The Action 2 is not an Insta360 One R exclusive. Both are modular, but with the One R the modularity consists of swapping different combinations of lenses and sensors. DJI takes a different approach, with the main unit being a working camera. What you can add to that is either a battery pack or a dual screen unit; The latter allows you to see yourself when the camera is pointed at your face. (The magnetic sides can also be attached to various clips and clips so you never need to install anything.)

This modular approach is welcome, but when I first unpacked the Action2 it felt the same with the camera. If there’s one thing that’s not great about the GoPro Hero 10 Black, it’s the weight. Or at least, I suppose it’s annoying to have a 5.3 ounce weight on your head. I rarely associate any camera with myself – I don’t find the resulting shots particularly interesting – but I realize that many people do just that.

If the primary use case for the action cam is actually attaching it to the helmet while you’re doing, as my snowboard roommate used to say in all seriousness, “pounding the slopes,” the DJI Action 2 will probably outperform the GoPro and pretty much anything else on the market. It weighs only 2 ounces, which is hard to notice even when it’s on your helmet. DJI’s camera is also small, which means less wind and water resistance.

In addition to the featherweight design, you can turn it into a more traditional action cam by adding the battery and display units to the mix. Here, however, is where the quirks and drawbacks of Action 2 begin to show.

magnetic defects

DJI’s magnetic linkage mechanism is genius from a purely engineering point of view. It is simple and reliable. I put the two cubes together and then screw them in place. It doesn’t get much easier than that. There are two clasps that secure the magnet further, but you can still separate it easily even with gloves on. But you probably shouldn’t try to take it apart with gloved hands, because if you’re wearing gloves, you’re probably in the snow, and only the lens part of the camera is completely waterproof.
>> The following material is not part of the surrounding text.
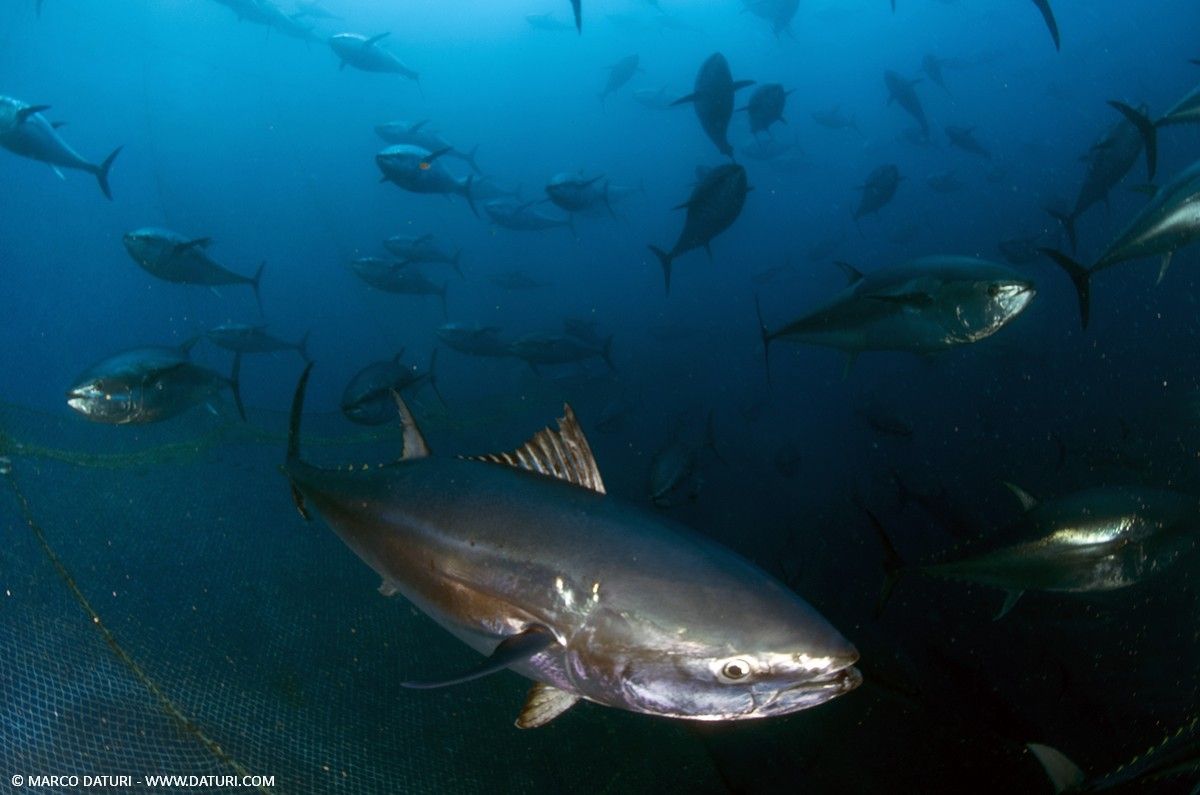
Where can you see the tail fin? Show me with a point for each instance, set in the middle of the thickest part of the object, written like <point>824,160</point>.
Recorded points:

Divers aren’t afraid, there’s a waterproof case you can buy for an extra $65 that makes the entire camera waterproof to 196 feet (60 meters). But then you lose the advantage of the quick-change magnetic clasp system. The lack of complete waterproofing is somewhat annoying, but it doesn’t spoil the deal unless you plan on using the action cam primarily in the water. If so, this is definitely not what you want.